I want blight removal to be taken seriously. Too many structures throughout the city: houses, apartments, storefronts, factory grounds, warehouses and more, lay empty and devastated. Many exist in half-demolished states that are not only eyesores but dangerous for the unwary passerby. Scrappers and urban-ruins explorers put their lives at risk entering and lurking in these buildings, whether for personal profit or a guerrilla-photography muse.
If city planners want to get a proper assessment on what residential and commercial developments are appropriate for the future, they need to be actively getting rid of blighted buildings. Almost no one wants to move in next door to a house that could double as a haunted house. Almost no one is willing to open a business where the adjacent property resembles a burned-out tomb. Records databases have to be drastically improved to see just who owns these properties to begin with. If absentee owners are heavily fined in the process, so much the better.
I want a non-obstructive, functional city bureaucracy. People shouldn't have to travel downtown to the Coleman A. Young Municipal Building to address every single civic issue. Parking is scarce downtown, and by default costs money that poorer folk and working-class folk have little of to spare. Many people take time off from work or school to address business at the CAY building. Time is precious. Most if not all city-business documents should be made available online, with a functioning, user-friendly website for people to navigate and download what they need. This would enable many forms to be filled out before people arrive in-person at city offices. Forms should be able to be filled out online as well (as well as a component to facilitate online payment.) This would help to streamline city government and reduce all the back-and-forth scenarios that frequently happen when a person is directed from one office to the next, and often with a limited time-window to achieve their goal.
I don't want this to last forever. I want Detroit's fiscal stability restored. Detroit's citizens deserves better. They deserve to not live as second-or-third-class citizens.
Sunday, April 01, 2012
http://www.theroot.com/buzz/freshmen-exodus-nba-only-natural#comments
I'm really not sure about the point of this article. What happened to supporting education for its own sake, and not just as a grudging stepping-stone move to theoretical long-term riches from athletics fame and endorsements? I think it would help if there were some published statistics that explain how many ex-college players ended up getting their undergraduate degree after leaving school to join the NBA or other professional teams. I suspect that it is far from 100%, or even 50%.
Sure enough, higher education can't be "forced" on anybody. But hey, America has become a place that is more invested in people having formal credentials-- and in most areas of "white collar" employment, that means a college degree of some kind. Even much "blue collar" employment nowadays requires some type of formal, vocational certification at the very least, even at the entry-level. America is not a place anymore where people can just have a high school diploma or a GED, and expect to find readily available entry-level jobs for those who are unskilled or semi-skilled.

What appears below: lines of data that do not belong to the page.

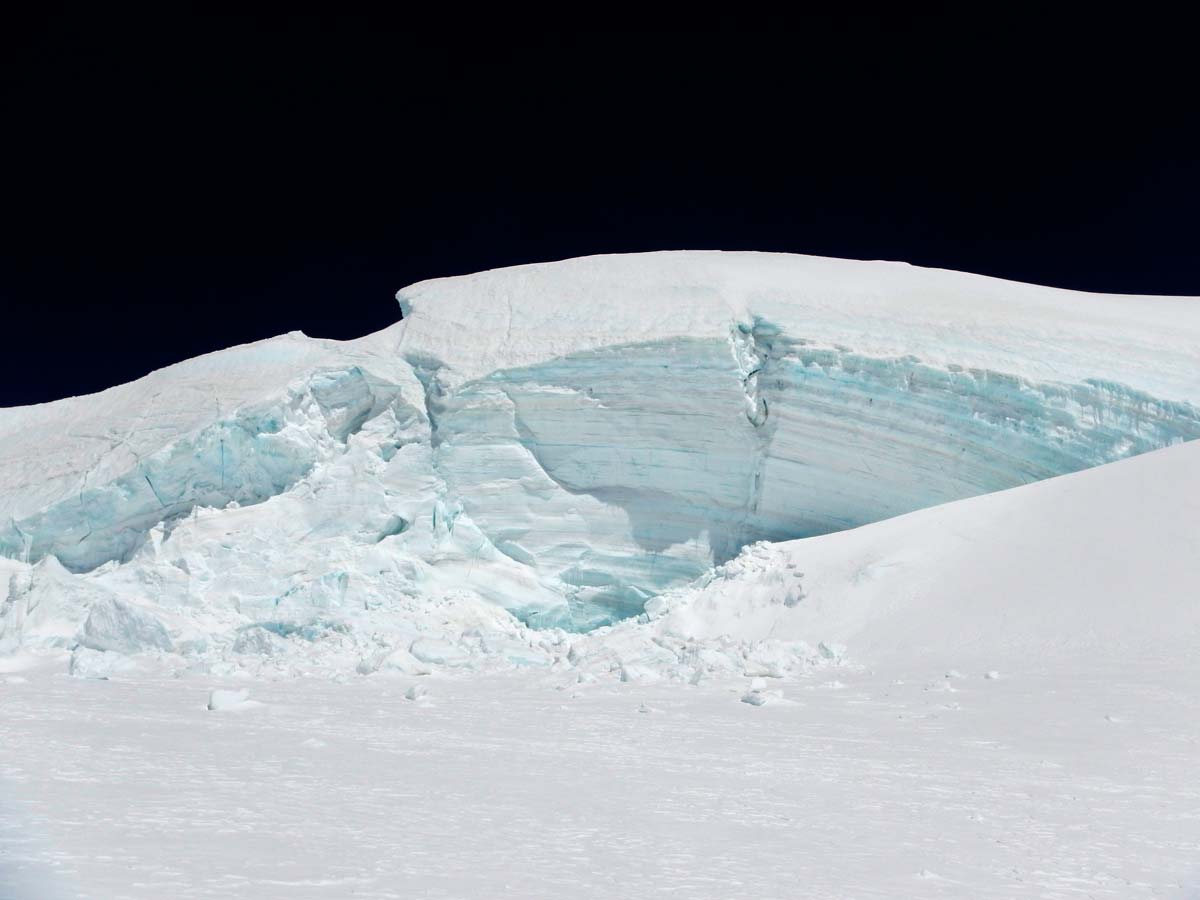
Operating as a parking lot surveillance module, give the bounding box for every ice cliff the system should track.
[0,253,1200,670]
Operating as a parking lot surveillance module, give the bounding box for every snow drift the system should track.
[0,253,1200,677]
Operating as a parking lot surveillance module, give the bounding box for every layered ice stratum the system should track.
[0,253,1200,672]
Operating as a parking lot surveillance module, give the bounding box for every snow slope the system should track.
[0,253,1200,900]
[0,253,1200,653]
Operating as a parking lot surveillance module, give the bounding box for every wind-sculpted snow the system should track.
[436,323,1200,624]
[0,253,1200,679]
[0,367,410,571]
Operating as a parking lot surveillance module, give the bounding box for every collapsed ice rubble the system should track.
[0,253,1200,680]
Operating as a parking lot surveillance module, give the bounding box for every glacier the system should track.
[0,252,1200,898]
[0,252,1200,668]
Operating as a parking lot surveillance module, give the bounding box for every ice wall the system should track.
[431,320,1200,624]
[0,253,1200,648]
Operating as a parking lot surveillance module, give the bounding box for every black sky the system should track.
[0,12,1200,406]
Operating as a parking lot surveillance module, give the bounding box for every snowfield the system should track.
[0,253,1200,898]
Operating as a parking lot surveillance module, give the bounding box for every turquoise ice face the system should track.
[431,322,1200,628]
[0,320,1200,630]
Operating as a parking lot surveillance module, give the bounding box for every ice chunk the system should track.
[79,598,172,653]
[208,688,250,710]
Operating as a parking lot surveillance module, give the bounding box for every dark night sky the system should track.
[0,18,1200,406]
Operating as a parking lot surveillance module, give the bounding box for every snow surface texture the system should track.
[0,253,1200,667]
[0,253,1200,898]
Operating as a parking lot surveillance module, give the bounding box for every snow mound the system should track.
[0,253,1200,682]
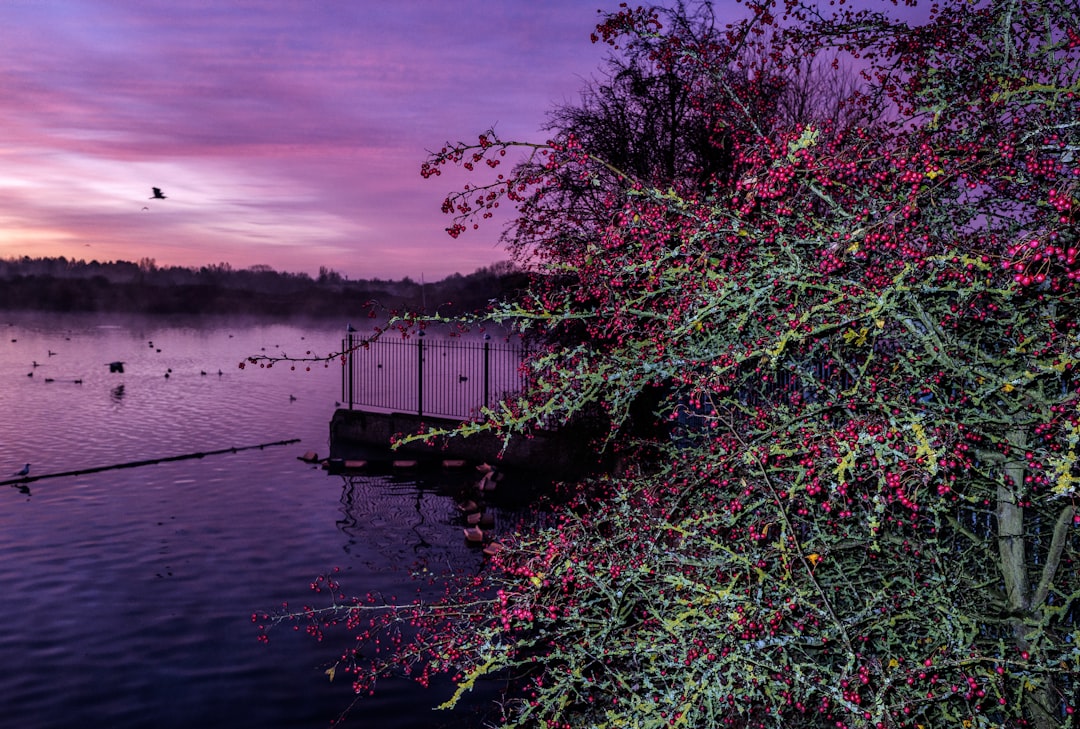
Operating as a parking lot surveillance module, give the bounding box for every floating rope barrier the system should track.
[0,437,300,486]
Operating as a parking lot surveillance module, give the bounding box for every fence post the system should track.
[416,332,423,418]
[481,339,491,407]
[341,324,355,410]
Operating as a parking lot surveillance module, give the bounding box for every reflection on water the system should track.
[0,313,514,729]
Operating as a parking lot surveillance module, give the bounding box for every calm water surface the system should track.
[0,312,509,729]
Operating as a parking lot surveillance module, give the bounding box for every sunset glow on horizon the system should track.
[0,0,630,281]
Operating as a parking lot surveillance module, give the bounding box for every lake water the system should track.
[0,312,510,729]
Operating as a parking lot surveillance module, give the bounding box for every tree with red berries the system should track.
[263,0,1080,729]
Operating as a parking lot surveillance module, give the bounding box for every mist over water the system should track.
[0,313,509,729]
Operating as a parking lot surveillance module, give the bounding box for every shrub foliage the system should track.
[261,0,1080,729]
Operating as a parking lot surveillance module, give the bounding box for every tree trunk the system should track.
[997,429,1058,729]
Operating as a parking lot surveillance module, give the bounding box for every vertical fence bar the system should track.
[416,338,423,418]
[481,339,491,407]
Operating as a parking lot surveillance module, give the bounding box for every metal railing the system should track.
[341,330,525,420]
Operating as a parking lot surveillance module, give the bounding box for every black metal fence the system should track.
[341,332,525,419]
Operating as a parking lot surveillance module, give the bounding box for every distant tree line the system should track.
[0,256,525,318]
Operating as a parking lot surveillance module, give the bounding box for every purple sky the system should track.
[0,0,635,281]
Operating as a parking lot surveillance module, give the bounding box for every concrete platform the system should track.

In the past 10 years, look at the ascent of Jeremy Lin, Yao Ming, Mano Ginobli and other non-African-American players in the NBA. The league, as a corporate entity, is looking to recruit more from global and multicultural communities. Not everybody who jumps ship from college early to join the draft is going to become Kobe or LeBron. Not by a long shot. To "Make it" in the NBA, it's increasingly not good enough to just be a talented black American young man from the hood or suburbs anymore.
And when it comes to the post-athletics career, look at what's available. There are only so many slots to be TV sports commentators. Not every ex-athlete is guaranteed a front-office job, especially without a degree.